I’m happy to announce we received a grant from the Knight Foundation to work with Catherine D’Ignazio (from the Emerson Engagement Lab) on a new suite of tools called DataBasic! Expect to see more here as we build out this suite of tools for Data Literacy learners over the fall. Follow our progress over on DataBasic.io.
We propose to create a suite of focused and simple tools for journalists, data journalism classrooms and community advocacy groups. Though there are numerous data analysis and visualization tools for novices there are some significant gaps that we have identified through prior research. DataBasic is designed to fill these gaps for people who do not know how to code and provide a low barrier to further learning about data analysis for storytelling.

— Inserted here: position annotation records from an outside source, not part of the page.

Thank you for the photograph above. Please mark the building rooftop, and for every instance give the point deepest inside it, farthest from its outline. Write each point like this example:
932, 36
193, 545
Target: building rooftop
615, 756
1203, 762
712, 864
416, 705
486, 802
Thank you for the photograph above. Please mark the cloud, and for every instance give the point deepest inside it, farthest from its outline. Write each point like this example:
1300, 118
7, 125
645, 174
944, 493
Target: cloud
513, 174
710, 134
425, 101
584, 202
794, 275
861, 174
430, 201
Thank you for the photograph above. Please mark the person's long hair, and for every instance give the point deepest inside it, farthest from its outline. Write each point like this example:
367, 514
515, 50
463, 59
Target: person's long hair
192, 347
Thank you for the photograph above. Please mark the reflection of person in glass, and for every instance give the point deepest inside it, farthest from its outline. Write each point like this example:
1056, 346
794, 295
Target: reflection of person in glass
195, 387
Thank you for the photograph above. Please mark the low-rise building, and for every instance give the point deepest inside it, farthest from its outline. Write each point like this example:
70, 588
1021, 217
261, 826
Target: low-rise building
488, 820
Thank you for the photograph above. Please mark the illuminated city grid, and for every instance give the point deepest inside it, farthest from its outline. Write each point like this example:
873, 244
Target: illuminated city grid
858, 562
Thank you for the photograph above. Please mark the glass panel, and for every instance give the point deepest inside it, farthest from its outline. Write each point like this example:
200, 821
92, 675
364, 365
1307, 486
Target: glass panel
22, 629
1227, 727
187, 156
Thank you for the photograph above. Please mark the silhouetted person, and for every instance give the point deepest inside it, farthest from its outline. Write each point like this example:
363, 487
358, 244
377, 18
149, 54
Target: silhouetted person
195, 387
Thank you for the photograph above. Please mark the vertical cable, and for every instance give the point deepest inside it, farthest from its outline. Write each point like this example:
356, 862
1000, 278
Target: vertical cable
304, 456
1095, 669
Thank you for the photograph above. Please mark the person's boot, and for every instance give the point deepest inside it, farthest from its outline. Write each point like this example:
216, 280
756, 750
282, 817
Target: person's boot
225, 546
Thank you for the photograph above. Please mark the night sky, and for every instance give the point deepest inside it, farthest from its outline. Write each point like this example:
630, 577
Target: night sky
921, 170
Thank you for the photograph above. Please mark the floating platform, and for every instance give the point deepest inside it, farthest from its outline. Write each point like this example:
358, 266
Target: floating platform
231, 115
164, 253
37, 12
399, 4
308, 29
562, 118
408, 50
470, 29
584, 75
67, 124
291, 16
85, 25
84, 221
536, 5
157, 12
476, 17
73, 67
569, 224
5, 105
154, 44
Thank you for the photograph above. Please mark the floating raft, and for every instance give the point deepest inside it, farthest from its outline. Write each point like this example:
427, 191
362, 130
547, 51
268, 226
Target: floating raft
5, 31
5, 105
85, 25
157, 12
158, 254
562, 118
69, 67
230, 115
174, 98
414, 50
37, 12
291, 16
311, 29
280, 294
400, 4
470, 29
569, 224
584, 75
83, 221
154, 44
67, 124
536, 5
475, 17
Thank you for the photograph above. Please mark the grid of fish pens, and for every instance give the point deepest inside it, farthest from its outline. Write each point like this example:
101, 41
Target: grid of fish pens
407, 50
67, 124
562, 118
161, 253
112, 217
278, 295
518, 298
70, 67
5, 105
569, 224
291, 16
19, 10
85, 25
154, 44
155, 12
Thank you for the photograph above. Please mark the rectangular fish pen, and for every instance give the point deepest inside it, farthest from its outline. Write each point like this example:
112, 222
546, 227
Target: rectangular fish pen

In the first iteration of this project we will build three tools, develop three training activities and run one workshop with journalists and students for feedback. The three tools include: (1) WTFcsv: A web application that takes as input a CSV file and returns a summary of the fields, their data type, their range, and basic descriptive statistics. This is a prettier version of R’s “summary” command and aids at the outset of the data analysis process. (2) WordCounter: A basic word counting tool that takes unstructured text as input and returns word frequency, bigrams (two-word phrases) and trigrams (three-word phrases) (3) TuffyDuff: A tool that runs TF-IDF algorithms on two or more corpora in order to compare which words occur with the most frequency and uniqueness.